Currently, some unlabeled data is typically randomly selected from the training set as calibration data in the PTQ method. However, random data selection may result in model accuracy instability due to activation profile mismatch. In addition, the full amount of training data may be directly used as the calibration data, but the time of the quantization process required to use the full amount of data as the calibration data may be relatively long.
Disclosure of Invention
In view of some or all of the problems in the prior art, a first aspect of the present invention provides a model quantization method, including:
scoring the full training data pictures, and sorting the full training data pictures according to the score from high to low;
selecting pictures of which the scores are ranked front L, wherein L=M+N, N, M is a natural number, N is the number of the predicted pictures serving as calibration data, and M is the number of redundant pictures;
m pictures are removed from the L pictures, and the rest pictures are used as calibration data;
selecting different quantization strategies, and quantizing the model based on the calibration data; and
and selecting an optimal quantization strategy, and quantizing the full data by adopting the optimal quantization strategy to obtain a quantization model.
Further, scoring the full-scale training data picture includes:
determining a clustering centroid of each layer of activation values in the model based on the full training data picture;
and calculating the shortest distance between the activation value of each picture in the model and the cluster centroid, and taking the shortest distance as the score of the picture.
Further, the number of pictures predicted as calibration data is determined according to an expected quantization period, including:
calculating the time length required by quantizing the model to be quantized by using the full training data picture as calibration data; and
and determining the expected number of pictures serving as calibration data based on the expected quantization duration according to the proportional relation between the duration and the total number of the full training data pictures.
Further, removing M pictures from the L pictures includes:
rejecting pictures with scores higher than a preset value; and
and deleting M-K pictures from the pictures with the lowest scores, wherein K is the number of the pictures with the scores higher than a preset value.
Further, removing M pictures from the L pictures includes:
and removing M pictures from the L pictures by adopting a method for screening outliers.
Further, the quantization strategy includes: tensor (per tensor) quantization, channel-by-channel (per channel) quantization, relative entropy (KL divergence, kullback-Leibler divergence) based quantization, and hybrid quantization.

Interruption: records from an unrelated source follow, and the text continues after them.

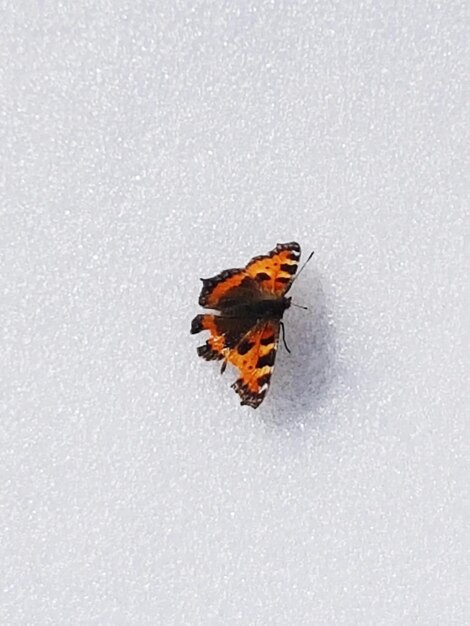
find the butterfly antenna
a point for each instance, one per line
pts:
(301, 269)
(284, 337)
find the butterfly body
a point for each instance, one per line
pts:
(250, 302)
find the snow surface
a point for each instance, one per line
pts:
(147, 144)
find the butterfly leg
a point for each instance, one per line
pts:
(284, 337)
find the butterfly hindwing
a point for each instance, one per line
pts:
(225, 334)
(255, 362)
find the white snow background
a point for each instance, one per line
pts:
(145, 145)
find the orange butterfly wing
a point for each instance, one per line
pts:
(269, 274)
(248, 343)
(275, 271)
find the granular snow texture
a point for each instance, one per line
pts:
(147, 144)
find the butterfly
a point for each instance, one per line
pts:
(251, 302)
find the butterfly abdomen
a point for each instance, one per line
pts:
(259, 309)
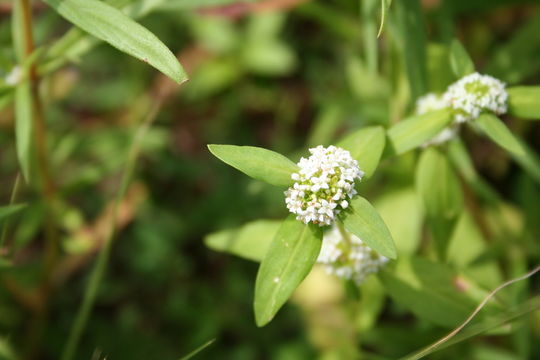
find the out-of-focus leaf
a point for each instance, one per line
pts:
(7, 211)
(289, 259)
(24, 127)
(438, 185)
(524, 102)
(198, 350)
(111, 25)
(416, 130)
(429, 290)
(259, 163)
(366, 146)
(412, 30)
(497, 131)
(362, 220)
(477, 329)
(405, 230)
(250, 241)
(460, 61)
(517, 59)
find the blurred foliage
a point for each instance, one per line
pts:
(281, 75)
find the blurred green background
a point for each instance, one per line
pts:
(278, 74)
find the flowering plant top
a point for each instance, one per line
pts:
(323, 186)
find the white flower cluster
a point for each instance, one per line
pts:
(349, 258)
(475, 93)
(323, 185)
(433, 102)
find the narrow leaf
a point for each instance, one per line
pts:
(428, 289)
(250, 241)
(111, 25)
(460, 60)
(438, 185)
(497, 131)
(364, 221)
(259, 163)
(414, 131)
(7, 211)
(524, 102)
(412, 29)
(366, 146)
(24, 127)
(289, 259)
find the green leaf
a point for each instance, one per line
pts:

Based on the model quantization method as described above, a second aspect of the invention provides an electronic device of model quantization, comprising a memory and a processor, wherein the memory is configured to store a computer program which, when run by the processor, performs the model quantization method as described above.

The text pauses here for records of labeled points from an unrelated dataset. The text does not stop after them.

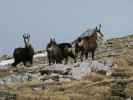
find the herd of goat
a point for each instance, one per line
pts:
(57, 52)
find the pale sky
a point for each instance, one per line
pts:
(62, 19)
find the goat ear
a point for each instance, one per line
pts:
(100, 27)
(96, 28)
(54, 39)
(50, 39)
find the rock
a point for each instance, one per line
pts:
(64, 80)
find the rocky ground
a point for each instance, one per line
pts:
(87, 80)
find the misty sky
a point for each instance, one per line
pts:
(62, 19)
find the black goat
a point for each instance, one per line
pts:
(24, 54)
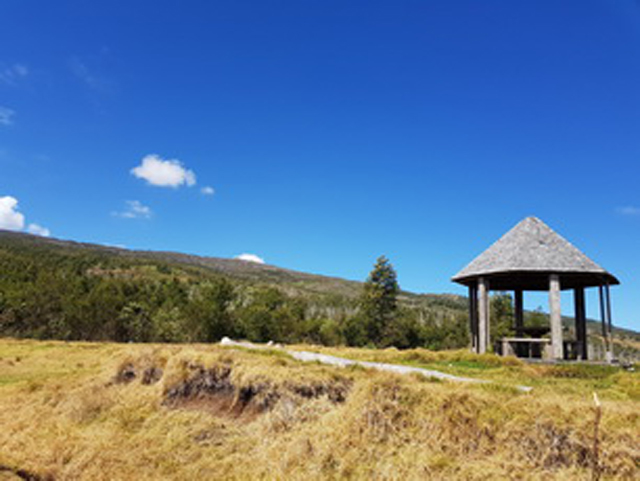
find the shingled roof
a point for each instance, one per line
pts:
(524, 256)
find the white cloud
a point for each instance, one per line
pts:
(6, 116)
(10, 75)
(10, 218)
(629, 210)
(38, 230)
(164, 173)
(135, 210)
(250, 258)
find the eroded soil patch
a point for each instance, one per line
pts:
(212, 390)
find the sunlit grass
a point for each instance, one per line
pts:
(62, 415)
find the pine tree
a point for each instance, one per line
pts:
(379, 301)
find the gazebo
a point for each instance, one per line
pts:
(532, 257)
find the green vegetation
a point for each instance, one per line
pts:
(51, 289)
(61, 290)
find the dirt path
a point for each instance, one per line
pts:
(307, 356)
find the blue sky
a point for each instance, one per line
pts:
(330, 132)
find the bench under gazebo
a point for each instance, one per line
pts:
(532, 257)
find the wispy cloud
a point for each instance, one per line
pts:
(13, 74)
(628, 210)
(12, 219)
(164, 173)
(134, 210)
(6, 116)
(250, 258)
(38, 230)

The third aspect of the present invention also provides a computer readable storage medium storing a computer program which, when run on a processor, performs a model quantization method as described above.
According to the model quantization method, the electronic device and the medium, the calibration data is selected from the full training data through the clustering method, so that the activation value distribution of the calibration data is matched with the model, and the stability of the model accuracy is improved. In addition, quantization strategies are selected based on the calibration data, so that time consumption of each quantization can be effectively shortened, efficiency is improved, and bandwidth resources are saved. And the full-quantity data quantization is carried out based on the selected quantization strategy, so that an optimal quantization model can be obtained.
Drawings
To further clarify the above and other advantages and features of embodiments of the present invention, a more particular description of embodiments of the invention will be rendered by reference to the appended drawings. It is appreciated that these drawings depict only typical embodiments of the invention and are therefore not to be considered limiting of its scope. In the drawings, for clarity, the same or corresponding parts will be designated by the same or similar reference numerals.
Fig. 1 shows a flow chart of a model quantization method according to an embodiment of the present invention.
Detailed Description
In the following description, the present invention is described with reference to various embodiments. One skilled in the relevant art will recognize, however, that the embodiments may be practiced without one or more of the specific details, or with other alternative and/or additional methods or components. In other instances, well-known structures or operations are not shown or described in detail to avoid obscuring aspects of the invention. Similarly, for purposes of explanation, specific numbers and configurations are set forth in order to provide a thorough understanding of embodiments of the present invention. However, the invention is not limited to these specific details.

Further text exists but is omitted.